It's incredible how much frustration plays into the life of a Lupus patient. I'm sure people may feel sorry for you, or wish that you were there at that party, but what they rarely understand is how much I wish I was at that party. I'm going through a pretty bad flare right now which makes leaving the house hard right now.
Laying around the house watching TV usually sounds great when you're crazy busy at work, but to be honest, it gets old really fast. I'm beginning to wonder if the rest of my life is going to be spent on my living room couch. I have great friends and family that support me and run this incredible foundation with me. I so wish that I could be a better contributor to their work. I would love to be digging in and doing the hard work, but that never really seems to even be an option.

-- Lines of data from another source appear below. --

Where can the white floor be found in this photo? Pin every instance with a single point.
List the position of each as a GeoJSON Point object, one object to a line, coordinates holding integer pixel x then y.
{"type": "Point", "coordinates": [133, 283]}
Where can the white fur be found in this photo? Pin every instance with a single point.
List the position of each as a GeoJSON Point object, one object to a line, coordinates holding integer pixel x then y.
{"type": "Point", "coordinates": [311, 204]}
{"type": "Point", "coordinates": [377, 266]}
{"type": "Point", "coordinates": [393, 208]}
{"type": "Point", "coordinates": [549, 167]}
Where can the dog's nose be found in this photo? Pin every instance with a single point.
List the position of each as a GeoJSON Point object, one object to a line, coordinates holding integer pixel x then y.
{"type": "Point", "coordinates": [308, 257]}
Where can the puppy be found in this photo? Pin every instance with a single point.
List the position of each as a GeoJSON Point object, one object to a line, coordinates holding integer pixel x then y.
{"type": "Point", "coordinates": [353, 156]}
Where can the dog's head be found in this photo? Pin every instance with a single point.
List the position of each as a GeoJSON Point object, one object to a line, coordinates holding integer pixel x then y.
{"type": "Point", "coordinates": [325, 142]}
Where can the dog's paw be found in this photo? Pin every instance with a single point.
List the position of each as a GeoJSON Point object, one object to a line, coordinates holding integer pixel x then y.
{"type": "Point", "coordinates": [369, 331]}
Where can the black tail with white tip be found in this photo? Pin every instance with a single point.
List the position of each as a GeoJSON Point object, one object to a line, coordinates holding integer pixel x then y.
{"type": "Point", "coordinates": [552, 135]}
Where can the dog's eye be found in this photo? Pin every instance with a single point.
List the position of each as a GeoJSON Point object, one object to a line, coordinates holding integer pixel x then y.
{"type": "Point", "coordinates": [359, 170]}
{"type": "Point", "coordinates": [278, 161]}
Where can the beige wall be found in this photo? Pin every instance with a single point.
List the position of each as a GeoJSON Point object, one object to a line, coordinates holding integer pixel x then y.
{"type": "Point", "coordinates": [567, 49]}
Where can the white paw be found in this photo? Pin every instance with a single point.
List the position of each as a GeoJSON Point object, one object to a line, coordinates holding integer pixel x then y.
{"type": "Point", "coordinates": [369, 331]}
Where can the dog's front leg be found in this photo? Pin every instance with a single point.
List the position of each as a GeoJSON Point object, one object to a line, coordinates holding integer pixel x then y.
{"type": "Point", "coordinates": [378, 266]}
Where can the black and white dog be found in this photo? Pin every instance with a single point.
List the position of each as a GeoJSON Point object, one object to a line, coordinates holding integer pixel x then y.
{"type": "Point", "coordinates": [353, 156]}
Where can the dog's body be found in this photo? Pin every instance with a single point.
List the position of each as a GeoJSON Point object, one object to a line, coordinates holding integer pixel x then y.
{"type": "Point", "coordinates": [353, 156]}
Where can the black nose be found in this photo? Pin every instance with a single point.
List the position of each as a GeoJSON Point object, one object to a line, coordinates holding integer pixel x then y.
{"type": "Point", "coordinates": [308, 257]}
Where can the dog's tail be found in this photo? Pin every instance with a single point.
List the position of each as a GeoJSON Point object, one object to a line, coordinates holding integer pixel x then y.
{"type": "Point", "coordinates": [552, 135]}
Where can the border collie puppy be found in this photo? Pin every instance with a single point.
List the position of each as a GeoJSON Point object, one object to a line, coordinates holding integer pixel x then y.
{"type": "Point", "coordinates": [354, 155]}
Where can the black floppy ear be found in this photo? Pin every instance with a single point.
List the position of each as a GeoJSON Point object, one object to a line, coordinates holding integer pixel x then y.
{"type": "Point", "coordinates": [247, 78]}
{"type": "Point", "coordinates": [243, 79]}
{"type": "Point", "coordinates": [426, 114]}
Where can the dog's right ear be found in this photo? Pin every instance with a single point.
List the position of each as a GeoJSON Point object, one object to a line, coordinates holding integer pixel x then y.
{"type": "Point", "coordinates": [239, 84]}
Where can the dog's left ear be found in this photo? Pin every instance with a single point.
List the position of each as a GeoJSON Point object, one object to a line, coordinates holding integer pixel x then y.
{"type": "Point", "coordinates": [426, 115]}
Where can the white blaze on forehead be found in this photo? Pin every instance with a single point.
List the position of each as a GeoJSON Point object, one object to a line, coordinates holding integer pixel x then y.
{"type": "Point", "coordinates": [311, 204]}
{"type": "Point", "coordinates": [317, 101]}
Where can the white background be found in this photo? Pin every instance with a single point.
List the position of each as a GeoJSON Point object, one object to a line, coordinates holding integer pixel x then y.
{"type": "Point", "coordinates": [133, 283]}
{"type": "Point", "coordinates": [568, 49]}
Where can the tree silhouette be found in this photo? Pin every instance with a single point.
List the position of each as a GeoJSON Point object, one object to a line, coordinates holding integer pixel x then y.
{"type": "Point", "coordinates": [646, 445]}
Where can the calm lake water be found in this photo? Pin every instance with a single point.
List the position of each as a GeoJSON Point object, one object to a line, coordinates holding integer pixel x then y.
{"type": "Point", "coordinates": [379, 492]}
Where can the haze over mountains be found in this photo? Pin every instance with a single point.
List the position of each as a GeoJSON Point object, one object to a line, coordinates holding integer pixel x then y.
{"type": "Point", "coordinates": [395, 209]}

Being extremely frustrated also comes across as snippy or rude to the few people who really are trying to be kind to you. I can hear my voice getting short with people and cringing at my lack of ability to stay calm and cool. I hurt, I'm tired, and I can barely move without pain radiating through my body. All of that makes being a good friend or family member harder than you can ever imagine.
I so wish I could babysit my niece and take her to the zoo and carry her through all the exhibits. I've yet to ever be physically capable of doing this and it makes me both sad and frustrated at the same time. I want to pitch in and take her for the night so her mom can get some sleep, but I can't do that either. I know that I should stop dwelling on the things I can't do and do the things that I can, but when your options are limited like mine are, that gets harder and harder.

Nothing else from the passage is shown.